You are probably looking for
R2 = Mod(x,x^2-2)

Denis SIMON.

De: "tony reix" <>
À: "pari-users" <>
Envoyé: Jeudi 9 Mars 2023 16:27:32
Objet: Be able to use sqrt(2) as I (square root of -1)

Pari/gp knows that I^2=-1 and thus each time I^2 appears in a computation, it is replaced by -1 .
I'd like to have the same behavior for sqrt(2): a name like R2 such that whenever a computation involves R2^2, it replaces it by 2.

I'm running a suite Vn that involves very big numbers which are a product of sqrt(2) when n is odd, and a true integer when n is even.
sqrt(2) is used as a symbolic value, which vanishes from time to time from Vn, and I do modulo computation, with Vn when n is even, or when Vn/sqrt(2) when n is odd.

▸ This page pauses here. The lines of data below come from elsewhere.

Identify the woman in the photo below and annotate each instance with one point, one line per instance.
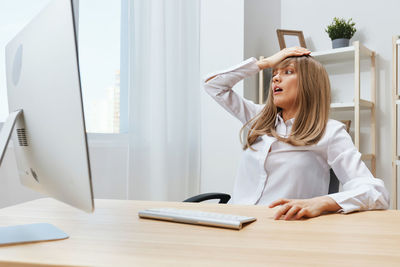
(291, 144)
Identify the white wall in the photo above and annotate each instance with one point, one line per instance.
(376, 23)
(221, 46)
(261, 19)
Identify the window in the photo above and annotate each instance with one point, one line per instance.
(99, 37)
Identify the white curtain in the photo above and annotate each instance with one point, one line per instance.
(164, 99)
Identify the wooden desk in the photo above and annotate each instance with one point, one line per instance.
(115, 236)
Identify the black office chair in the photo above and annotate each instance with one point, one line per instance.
(224, 198)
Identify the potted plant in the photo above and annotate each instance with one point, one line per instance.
(340, 31)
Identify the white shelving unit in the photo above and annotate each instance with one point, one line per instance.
(395, 115)
(356, 52)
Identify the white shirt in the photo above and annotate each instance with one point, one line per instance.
(279, 170)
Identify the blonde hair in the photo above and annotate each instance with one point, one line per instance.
(313, 102)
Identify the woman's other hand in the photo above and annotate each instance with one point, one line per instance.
(298, 208)
(273, 60)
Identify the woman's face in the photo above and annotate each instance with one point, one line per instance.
(285, 88)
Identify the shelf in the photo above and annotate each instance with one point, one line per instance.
(364, 104)
(340, 54)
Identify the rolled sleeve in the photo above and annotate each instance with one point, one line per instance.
(361, 191)
(219, 86)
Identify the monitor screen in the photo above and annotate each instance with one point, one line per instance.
(43, 81)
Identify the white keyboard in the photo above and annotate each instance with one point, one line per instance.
(197, 217)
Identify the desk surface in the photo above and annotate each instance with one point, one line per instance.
(115, 236)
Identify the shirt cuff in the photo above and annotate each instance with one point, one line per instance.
(346, 202)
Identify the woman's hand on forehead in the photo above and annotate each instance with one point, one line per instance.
(275, 59)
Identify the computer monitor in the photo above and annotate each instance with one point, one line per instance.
(45, 103)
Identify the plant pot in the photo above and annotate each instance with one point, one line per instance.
(341, 42)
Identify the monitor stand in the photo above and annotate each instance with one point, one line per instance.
(28, 232)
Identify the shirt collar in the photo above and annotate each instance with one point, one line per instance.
(279, 120)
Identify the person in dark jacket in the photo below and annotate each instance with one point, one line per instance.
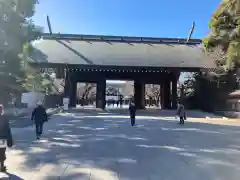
(39, 116)
(5, 138)
(132, 111)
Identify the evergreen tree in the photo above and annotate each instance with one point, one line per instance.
(16, 29)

For now, I'm using: lift(Mod(floor(v1/sqrt(2)),w))  . That's OK up to a big value of Vn (n < 101), till floor() says:
      floor: precision too low in truncr (precision loss in truncation).

Morever, I'm not sure that the results are correct after some dozens of iterations.

v0=2; v1=2*sqrt(2);
           printf("V%3d:  %3d   V%3d: %3d\n", 2*i,


V100:   67   V101: 116
  ***   at top-level: ...%3d: %3d\n",2*i,lift(Mod(floor(v0),w)),2*i+1,l
  ***                                             ^---------------------
  *** floor: precision too low in truncr (precision loss in truncation).
  ***   Break loop: type 'break' to go back to GP prompt

I've tried to find a solution in the documentation of Pari/gp. I failed.

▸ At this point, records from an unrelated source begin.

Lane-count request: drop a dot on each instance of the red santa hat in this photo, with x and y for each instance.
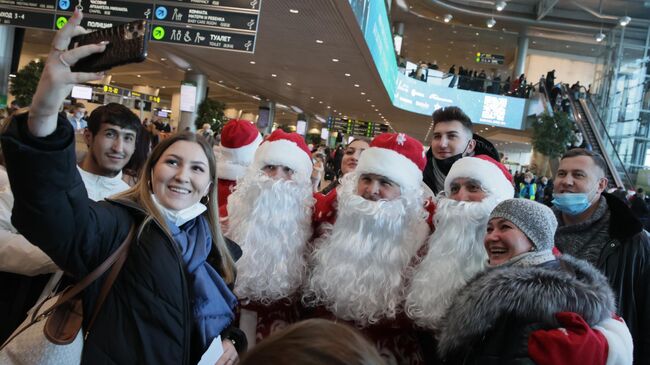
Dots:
(494, 176)
(396, 156)
(239, 140)
(285, 149)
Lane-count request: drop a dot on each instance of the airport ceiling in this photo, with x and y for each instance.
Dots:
(294, 60)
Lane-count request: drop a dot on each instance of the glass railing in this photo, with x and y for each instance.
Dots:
(480, 83)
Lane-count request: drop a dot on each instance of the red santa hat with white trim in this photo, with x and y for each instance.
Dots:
(493, 175)
(285, 149)
(396, 156)
(239, 140)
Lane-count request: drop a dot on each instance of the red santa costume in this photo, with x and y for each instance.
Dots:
(271, 220)
(358, 266)
(455, 250)
(239, 140)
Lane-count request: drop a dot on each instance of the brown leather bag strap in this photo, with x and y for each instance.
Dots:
(110, 279)
(118, 257)
(95, 274)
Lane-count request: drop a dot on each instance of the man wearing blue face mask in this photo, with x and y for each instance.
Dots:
(601, 229)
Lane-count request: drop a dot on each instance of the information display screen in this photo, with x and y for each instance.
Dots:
(188, 98)
(82, 92)
(35, 4)
(422, 98)
(418, 96)
(227, 25)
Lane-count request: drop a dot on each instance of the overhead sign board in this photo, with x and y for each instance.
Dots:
(26, 18)
(489, 58)
(206, 17)
(227, 25)
(34, 4)
(113, 8)
(204, 38)
(236, 4)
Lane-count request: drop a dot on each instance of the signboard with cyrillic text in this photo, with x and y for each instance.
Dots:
(219, 24)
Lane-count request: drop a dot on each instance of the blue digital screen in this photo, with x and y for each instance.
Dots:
(424, 98)
(374, 24)
(490, 109)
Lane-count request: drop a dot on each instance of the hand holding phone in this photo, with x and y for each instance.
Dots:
(127, 43)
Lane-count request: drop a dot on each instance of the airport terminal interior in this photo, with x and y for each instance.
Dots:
(534, 80)
(351, 68)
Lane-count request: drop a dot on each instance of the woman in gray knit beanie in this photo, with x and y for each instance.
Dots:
(520, 231)
(529, 306)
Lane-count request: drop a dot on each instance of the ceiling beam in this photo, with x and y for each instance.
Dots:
(544, 7)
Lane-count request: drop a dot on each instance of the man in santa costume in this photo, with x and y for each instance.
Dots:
(269, 216)
(358, 266)
(473, 187)
(239, 140)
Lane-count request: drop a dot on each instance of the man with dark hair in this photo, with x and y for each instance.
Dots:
(77, 120)
(25, 269)
(600, 228)
(452, 139)
(110, 137)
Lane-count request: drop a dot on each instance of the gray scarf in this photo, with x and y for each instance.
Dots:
(584, 240)
(528, 259)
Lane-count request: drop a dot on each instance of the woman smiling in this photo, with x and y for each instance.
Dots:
(173, 296)
(529, 306)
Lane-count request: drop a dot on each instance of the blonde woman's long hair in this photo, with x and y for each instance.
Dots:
(141, 192)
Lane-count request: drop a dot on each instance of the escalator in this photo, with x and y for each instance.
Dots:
(594, 132)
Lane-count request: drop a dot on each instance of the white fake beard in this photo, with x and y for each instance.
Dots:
(359, 265)
(456, 253)
(271, 221)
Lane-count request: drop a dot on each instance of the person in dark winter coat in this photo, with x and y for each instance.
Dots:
(498, 317)
(452, 140)
(172, 297)
(599, 228)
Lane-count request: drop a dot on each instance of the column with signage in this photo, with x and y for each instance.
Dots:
(265, 117)
(193, 91)
(6, 50)
(522, 50)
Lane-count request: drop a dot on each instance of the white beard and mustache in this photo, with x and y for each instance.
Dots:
(455, 255)
(271, 221)
(359, 264)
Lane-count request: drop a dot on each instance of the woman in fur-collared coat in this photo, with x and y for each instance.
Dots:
(530, 307)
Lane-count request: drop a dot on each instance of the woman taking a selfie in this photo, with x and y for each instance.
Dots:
(172, 298)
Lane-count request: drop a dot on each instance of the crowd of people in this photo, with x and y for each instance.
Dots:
(476, 80)
(408, 256)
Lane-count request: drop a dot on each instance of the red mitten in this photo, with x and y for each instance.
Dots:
(573, 343)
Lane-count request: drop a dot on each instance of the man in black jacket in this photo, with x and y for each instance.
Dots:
(452, 140)
(599, 228)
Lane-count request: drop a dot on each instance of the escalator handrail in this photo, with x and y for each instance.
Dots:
(547, 100)
(599, 139)
(577, 116)
(630, 184)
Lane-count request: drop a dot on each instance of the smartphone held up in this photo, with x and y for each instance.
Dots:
(127, 43)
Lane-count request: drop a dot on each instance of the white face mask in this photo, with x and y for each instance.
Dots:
(180, 217)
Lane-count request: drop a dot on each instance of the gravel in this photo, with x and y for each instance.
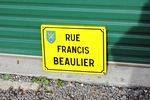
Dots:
(70, 90)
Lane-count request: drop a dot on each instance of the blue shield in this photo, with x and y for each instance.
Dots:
(51, 36)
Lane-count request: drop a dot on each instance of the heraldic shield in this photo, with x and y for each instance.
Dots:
(51, 36)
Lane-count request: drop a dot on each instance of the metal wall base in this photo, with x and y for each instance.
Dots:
(120, 74)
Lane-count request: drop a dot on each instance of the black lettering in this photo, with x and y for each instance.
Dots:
(79, 50)
(58, 48)
(86, 50)
(55, 60)
(67, 61)
(85, 62)
(63, 49)
(61, 60)
(77, 62)
(74, 49)
(72, 61)
(69, 49)
(91, 62)
(67, 37)
(77, 37)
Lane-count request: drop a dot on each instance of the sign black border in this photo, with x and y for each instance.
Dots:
(73, 70)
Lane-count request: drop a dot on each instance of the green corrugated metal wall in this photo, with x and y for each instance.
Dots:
(127, 22)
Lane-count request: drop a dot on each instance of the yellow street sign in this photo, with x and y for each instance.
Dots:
(79, 49)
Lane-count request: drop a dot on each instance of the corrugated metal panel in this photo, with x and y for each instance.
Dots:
(128, 24)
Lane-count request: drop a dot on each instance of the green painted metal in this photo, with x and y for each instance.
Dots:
(127, 22)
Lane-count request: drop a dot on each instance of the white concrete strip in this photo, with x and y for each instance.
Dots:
(116, 75)
(4, 85)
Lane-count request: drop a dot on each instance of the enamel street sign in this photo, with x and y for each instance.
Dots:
(79, 49)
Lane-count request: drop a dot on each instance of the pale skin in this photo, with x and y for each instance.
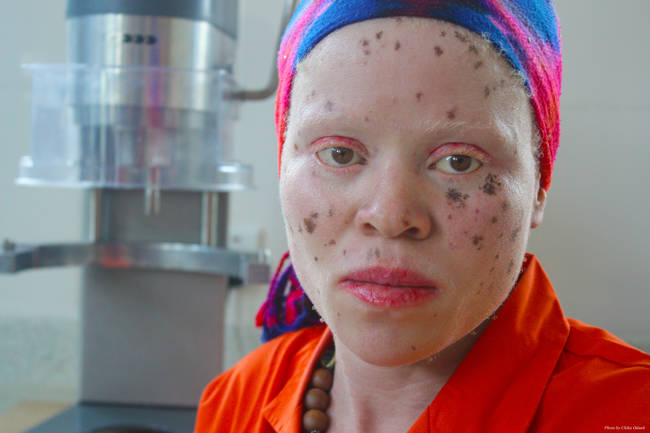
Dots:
(409, 145)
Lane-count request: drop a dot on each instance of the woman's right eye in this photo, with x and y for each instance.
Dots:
(340, 156)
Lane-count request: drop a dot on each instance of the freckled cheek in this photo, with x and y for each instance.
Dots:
(481, 226)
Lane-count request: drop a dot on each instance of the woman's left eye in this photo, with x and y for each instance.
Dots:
(340, 156)
(457, 164)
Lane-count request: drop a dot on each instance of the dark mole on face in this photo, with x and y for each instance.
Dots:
(310, 223)
(515, 234)
(491, 184)
(456, 197)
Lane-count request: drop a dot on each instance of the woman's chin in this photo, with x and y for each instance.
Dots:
(389, 348)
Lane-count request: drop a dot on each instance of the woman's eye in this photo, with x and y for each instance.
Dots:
(339, 156)
(457, 164)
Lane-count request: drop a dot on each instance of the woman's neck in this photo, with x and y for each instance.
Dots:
(367, 397)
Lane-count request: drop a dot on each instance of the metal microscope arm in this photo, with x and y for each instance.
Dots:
(241, 268)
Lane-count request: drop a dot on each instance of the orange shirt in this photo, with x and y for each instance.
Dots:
(532, 370)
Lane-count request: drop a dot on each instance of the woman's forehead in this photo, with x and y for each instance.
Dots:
(404, 66)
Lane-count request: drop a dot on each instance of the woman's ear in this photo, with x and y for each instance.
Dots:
(538, 207)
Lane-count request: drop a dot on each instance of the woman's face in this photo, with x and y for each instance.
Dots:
(408, 185)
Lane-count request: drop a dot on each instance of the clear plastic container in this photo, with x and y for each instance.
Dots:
(132, 127)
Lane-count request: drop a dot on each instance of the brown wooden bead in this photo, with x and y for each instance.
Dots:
(322, 378)
(316, 398)
(315, 420)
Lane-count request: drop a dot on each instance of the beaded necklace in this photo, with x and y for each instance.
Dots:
(317, 398)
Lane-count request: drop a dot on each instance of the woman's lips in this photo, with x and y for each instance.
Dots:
(384, 287)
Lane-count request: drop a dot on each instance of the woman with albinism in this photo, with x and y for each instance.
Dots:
(416, 147)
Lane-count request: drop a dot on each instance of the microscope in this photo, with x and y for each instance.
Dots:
(141, 117)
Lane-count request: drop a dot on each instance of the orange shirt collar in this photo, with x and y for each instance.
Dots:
(497, 387)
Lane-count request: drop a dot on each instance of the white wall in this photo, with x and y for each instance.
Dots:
(594, 241)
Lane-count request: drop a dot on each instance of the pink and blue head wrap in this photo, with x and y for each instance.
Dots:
(524, 32)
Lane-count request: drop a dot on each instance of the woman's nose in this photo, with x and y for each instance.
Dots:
(395, 208)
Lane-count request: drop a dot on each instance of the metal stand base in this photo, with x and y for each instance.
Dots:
(103, 418)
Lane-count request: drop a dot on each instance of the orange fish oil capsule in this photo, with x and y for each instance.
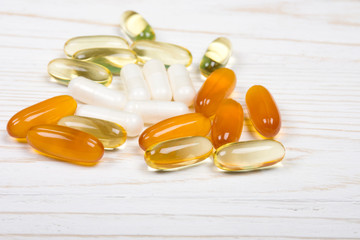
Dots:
(263, 111)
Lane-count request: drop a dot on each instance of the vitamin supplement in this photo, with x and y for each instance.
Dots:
(181, 85)
(67, 144)
(76, 44)
(263, 111)
(136, 27)
(248, 156)
(63, 70)
(137, 88)
(111, 58)
(110, 134)
(45, 112)
(131, 122)
(93, 93)
(178, 153)
(154, 111)
(217, 87)
(216, 56)
(167, 53)
(157, 79)
(228, 123)
(191, 124)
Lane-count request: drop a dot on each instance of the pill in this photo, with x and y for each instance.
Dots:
(178, 153)
(181, 85)
(76, 44)
(263, 112)
(167, 53)
(154, 111)
(136, 85)
(131, 122)
(191, 124)
(93, 93)
(63, 70)
(67, 144)
(157, 79)
(248, 156)
(110, 134)
(45, 112)
(216, 56)
(217, 87)
(136, 27)
(228, 123)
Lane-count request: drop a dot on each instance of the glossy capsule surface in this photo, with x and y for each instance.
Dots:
(191, 124)
(63, 70)
(178, 153)
(248, 156)
(217, 87)
(263, 112)
(46, 112)
(66, 144)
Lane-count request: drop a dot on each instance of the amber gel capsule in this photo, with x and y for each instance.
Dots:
(45, 112)
(263, 111)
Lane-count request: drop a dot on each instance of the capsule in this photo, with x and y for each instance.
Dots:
(67, 144)
(76, 44)
(216, 56)
(111, 58)
(178, 153)
(110, 134)
(228, 123)
(136, 27)
(191, 124)
(217, 87)
(263, 111)
(132, 122)
(181, 85)
(45, 112)
(63, 70)
(93, 93)
(248, 156)
(167, 53)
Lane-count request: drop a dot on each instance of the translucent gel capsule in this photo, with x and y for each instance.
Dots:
(216, 56)
(111, 58)
(248, 156)
(67, 144)
(76, 44)
(191, 124)
(110, 134)
(45, 112)
(263, 111)
(136, 27)
(63, 70)
(167, 53)
(228, 123)
(178, 153)
(217, 87)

I tried to do something like the following, and I see that Mod() is able to do interesting stuff:
? B=5+3*A
%113 = 3*A + 5
? B2=B^2
%114 = 9*A^2 + 30*A + 25
? Mod(B2,7)
%115 = Mod(2, 7)*A^2 + Mod(2, 7)*A + Mod(4, 7)

But I don't know how to go further. Is there some function for parsing this polynome and translate A^2 in 2 when it appears ?

Do you have a solution ?